While some parents may find it difficult to teach their children these skills through hands-on experience, it’s important to do so, Bryant said. 

“Kids learn by doing. Give them the responsibility and free yourself.”   

 
(from left) Davon, husband Daron, (seated) Jordon, Angela and Lauron.

(from left) Davon, husband Daron, (seated) Jordon, Angela and Lauron.

Advice From the Author

  • Getting up and out the door is often an ordeal for families. When our children entered school, they each had themed alarm clocks. Once they entered middle school, they were totally responsible for getting up on time. If they got up late, he/she had to eliminate something, whether it was sitting for a casual breakfast or grooming at home, etc., or they experienced the stress of running out of the door for the bus. 

  • Mom, I know you like having the dishwasher loaded just so, the T-shirts folded like Marie Kondo and the floors mopped left to right in a zig-zag pattern.
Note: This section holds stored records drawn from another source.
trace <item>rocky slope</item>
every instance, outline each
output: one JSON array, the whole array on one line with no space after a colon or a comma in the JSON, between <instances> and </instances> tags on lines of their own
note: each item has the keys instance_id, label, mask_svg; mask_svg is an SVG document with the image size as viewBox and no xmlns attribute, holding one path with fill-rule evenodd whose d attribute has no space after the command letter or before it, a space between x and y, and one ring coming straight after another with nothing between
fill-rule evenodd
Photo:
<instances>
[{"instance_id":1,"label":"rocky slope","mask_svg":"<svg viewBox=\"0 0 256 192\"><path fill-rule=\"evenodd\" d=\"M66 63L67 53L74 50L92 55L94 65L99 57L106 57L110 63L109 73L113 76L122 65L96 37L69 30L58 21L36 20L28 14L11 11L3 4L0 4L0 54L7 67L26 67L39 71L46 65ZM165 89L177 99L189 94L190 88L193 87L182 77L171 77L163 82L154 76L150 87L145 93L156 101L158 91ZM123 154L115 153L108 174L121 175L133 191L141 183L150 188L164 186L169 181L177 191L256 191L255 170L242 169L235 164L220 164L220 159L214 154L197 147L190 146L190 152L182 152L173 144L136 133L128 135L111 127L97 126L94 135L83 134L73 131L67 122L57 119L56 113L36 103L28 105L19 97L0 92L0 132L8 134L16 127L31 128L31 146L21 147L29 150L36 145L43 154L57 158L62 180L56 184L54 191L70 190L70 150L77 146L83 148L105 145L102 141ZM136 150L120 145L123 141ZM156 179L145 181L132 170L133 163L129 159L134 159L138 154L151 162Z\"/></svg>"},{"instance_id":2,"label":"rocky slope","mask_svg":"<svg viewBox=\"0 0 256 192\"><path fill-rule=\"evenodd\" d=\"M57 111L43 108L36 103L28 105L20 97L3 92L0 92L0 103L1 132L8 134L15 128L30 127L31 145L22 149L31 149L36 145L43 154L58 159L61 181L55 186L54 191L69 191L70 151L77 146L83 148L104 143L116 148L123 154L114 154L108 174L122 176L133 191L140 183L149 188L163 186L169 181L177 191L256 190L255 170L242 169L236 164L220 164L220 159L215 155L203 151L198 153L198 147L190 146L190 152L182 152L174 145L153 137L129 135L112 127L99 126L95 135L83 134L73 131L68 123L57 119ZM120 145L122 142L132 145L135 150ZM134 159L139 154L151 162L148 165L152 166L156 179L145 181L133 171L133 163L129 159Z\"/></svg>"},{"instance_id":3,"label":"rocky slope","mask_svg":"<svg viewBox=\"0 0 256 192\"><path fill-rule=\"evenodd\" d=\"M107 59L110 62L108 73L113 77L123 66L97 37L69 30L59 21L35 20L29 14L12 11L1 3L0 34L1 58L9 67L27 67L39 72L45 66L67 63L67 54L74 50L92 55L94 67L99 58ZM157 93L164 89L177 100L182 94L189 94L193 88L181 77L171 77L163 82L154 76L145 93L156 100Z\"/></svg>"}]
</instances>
In the words of Elsa, “Let It Go!” Assign age-appropriate duties to the children. You’ll run yourself ragged trying to make everything “perfect.” Your children need to learn these life skills, and you’re gaining more free time. 

Remember, the children will leave, and you and your spouse will be alone together. Be intentional about your marriage: 

  • Reprioritize. As young parents, we often put the children first—understandably, they require a lot. However, you must remember you, as a couple, provide their foundation, and they’re learning about marriage by watching you. Make sure you’re one another’s No. 1 priority; the children come next.

  • Date one another—romance is important. You don’t want to turn to one another after the kids leave and say “Oh, hey. Now, who are you?” Also, cultivate common interests as well as individual ones. 

  • Plan to be alone, and decide what that looks like. Do you want to downsize? Do you want to remain in your home? Expect that you’ll want to move closer to your grandchildren … trust me.  

  • Prepare for the bounce back or the delayed response, meaning you may have a child come home after he graduates from college, or a child who stays home while attending college—if your child is an introvert, a local college may be a better choice. However, you should remember, he/she is your adult child and should be treated as such.